No hay duda de que existe más confianza en la economía de lo que se percibe en las redes sociales. La debacle económica no ocurrió, ni la información negativa caló entre la población colombiana, tanto que no logró tampoco afectar las dinámicas naturales de trabajo entre los privados y el sector público. Lo que se especuló muchas veces como división y hostilidad, en realidad mostró que la articulación entre el Estado y el mercado es bastante sólida. No de otra forma se explicaría que esa confianza haya llevado a que en 2025 tengamos el mayor número de empresas activas en la historia del país.

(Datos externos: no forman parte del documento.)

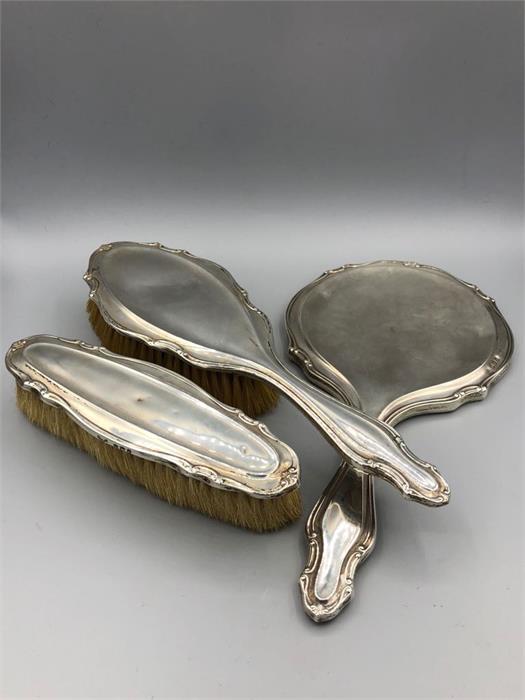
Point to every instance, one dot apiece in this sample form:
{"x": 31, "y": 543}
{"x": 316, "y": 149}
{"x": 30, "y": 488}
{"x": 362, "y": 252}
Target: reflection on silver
{"x": 155, "y": 414}
{"x": 396, "y": 339}
{"x": 174, "y": 301}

En definitiva, ha sido importante consolidar la idea de que el sector privado no existe, no opera ni prospera sin normas claras del Estado, y que el Estado necesita a la fuerza social empresarial y laboral para superar la pobreza y sacar al país adelante. Ni las empresas lo pueden lograr solas, ni el Estado avanza sin empresas.
De ninguna forma podría entenderse que se resolvieron estructuralmente los problemas del atraso del país en tan pocos años. Por ejemplo, aunque se ha avanzado en reducir sustancialmente el déficit de cuenta corriente, todavía es necesario ajustar los mecanismos de atracción de inversiones hacia actividades estratégicas definidas en la política nacional de reindustrialización. La afectación provocada durante décadas de abandono a los territorios y a cualquier idea de producción nacional tomará muchos más años en consolidar una nueva cultura basada en la soberanía económica, la integración regional y la inserción en cadenas globales de valor.

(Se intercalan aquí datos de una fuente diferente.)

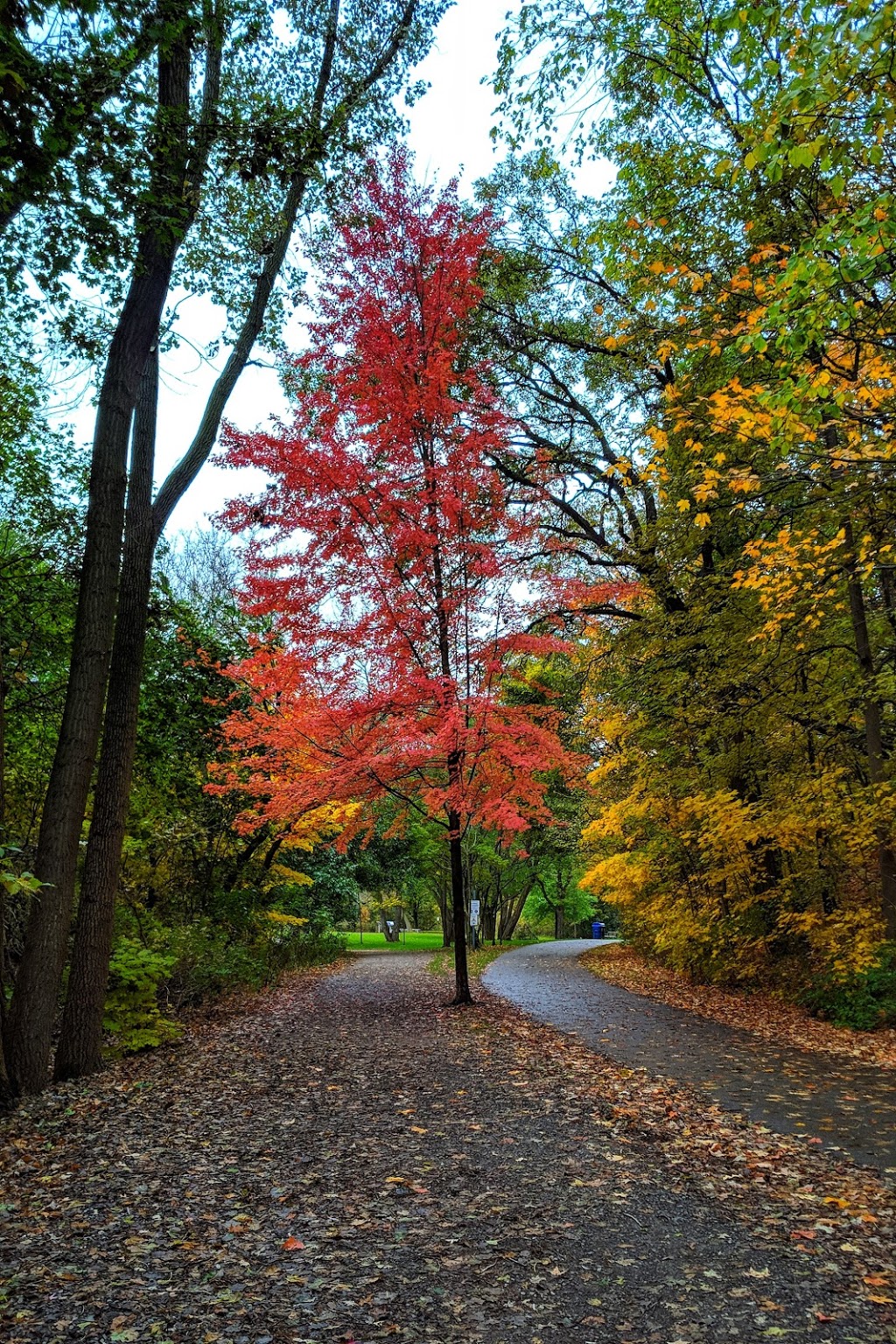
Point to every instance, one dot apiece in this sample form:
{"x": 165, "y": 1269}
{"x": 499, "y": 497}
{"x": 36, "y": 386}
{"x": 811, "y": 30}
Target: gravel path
{"x": 354, "y": 1161}
{"x": 846, "y": 1105}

Pero, sin duda, el camino trazado por el actual gobierno es el acertado. En los últimos años, la producción, la ocupación y las exportaciones agroindustriales crecieron; la nueva planta de medicamentos esenciales de la Universidad de Antioquia es un hecho; el tren La Dorada-Chiriguaná ya está en operación y crece el volumen transportado; nuevas embarcaciones de Cotecmar fueron diseñadas y fabricadas; los buses eléctricos ya se están ensamblando, y las exportaciones no mineroenergéticas ya son la mayoría, en buena medida gracias a los aranceles inteligentes y al CERT.
Ninguno de estos avances puede detenerse y es necesario consolidar el crecimiento de la industria. El único camino que tiene Colombia para resolver sus problemas estructurales es producir más bienes y servicios, teniendo como base la real ventaja comparativa que es su energía renovable y un aprovechamiento responsable de la naturaleza.